Following the take-over of Rover by Leyland Motors in 1967 Spen King was placed in charge of product development at Triumph. The V8's Bosch fuel injection was running into numerous difficulties in development and King was unable to convince Leyland to divert extra funds to Triumph to solve the problems. Instead, King dropped the fuel injection in favour of twin Zenith-Stromberg carburetors. To maintain the required power output the capacity was increased to 3-litres, which then entailed modification to the Stag's other drivetrain systems including the gearbox, back axle and brakes. This relatively 'last-minute' capacity increase was achieved by expanding the bore of the engine instead of the stroke, which explains the Triumph V8's unusual 'oversquare' internal dimensions.

==Design==

As launched in 1970 the Triumph V8 had several innovative features. As well as its unusual construction (the crankcase and cylinder block were made from chromium iron whilst the cylinder heads were aluminium alloy), the engine featured a unique arrangement of studs and bolts attaching the cylinderheads that allowed the cylinderheads to be removed (in design, not in reality) without firstly removing the overhead camshafts and disturbing the valveplay adjustment.
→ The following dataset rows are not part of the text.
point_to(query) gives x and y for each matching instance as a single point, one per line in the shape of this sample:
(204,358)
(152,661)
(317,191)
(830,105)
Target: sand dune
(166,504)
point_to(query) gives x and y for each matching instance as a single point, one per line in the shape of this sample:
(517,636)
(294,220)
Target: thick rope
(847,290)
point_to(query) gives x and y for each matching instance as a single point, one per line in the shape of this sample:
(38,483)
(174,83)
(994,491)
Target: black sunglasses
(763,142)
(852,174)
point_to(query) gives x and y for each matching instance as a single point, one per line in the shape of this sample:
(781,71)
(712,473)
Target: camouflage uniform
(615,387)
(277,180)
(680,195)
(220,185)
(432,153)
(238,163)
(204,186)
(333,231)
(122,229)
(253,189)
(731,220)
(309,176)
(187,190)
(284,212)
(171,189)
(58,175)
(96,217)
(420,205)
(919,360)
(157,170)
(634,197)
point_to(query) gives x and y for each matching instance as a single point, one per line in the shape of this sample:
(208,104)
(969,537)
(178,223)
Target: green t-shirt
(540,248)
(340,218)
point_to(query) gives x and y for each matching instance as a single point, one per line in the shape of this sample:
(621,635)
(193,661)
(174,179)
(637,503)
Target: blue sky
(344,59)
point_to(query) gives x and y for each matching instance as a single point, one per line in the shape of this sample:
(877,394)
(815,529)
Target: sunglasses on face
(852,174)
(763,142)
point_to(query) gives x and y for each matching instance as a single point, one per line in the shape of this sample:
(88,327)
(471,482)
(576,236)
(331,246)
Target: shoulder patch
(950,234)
The water pump, oil pump and distributor were all driven at their required speeds from a single jackshaft driven from the timing chain via sets of skew-cut gears. The cooling fan was a 16-blade plastic item driven through a hydraulic viscous coupling that limited fan speed to 2,500 rpm to reduce noise as well as controlling the fan speed in relation to engine temperature. Had an unverifiable propensity for overheating when mounted in a Stag chassis.

==Potential other uses==

Triumph originally intended their V8 to be used across their range, which was the reason for the company's willingness to fund the engine's high development costs. Plans were made to create a 'Triumph 3000' by fitting the engine into the 2000 saloon, but these plans were halted when Rover joined Triumph in the Leyland grouping as the resulting car would have been a direct competitor for the Rover 'P6' 3500. Triumph also tried to sell the engine to the Morgan Motor Company but that company chose the Rover V8 as well. It is believed that Saab tested the V8 for the Saab 99 mainly for US markets but the oil crisis in 1973 finally caused cancellation of the project in favour of turbocharging, and no documents of the project nor any prototypes have survived. The result was the V8 remained unique to the Stag.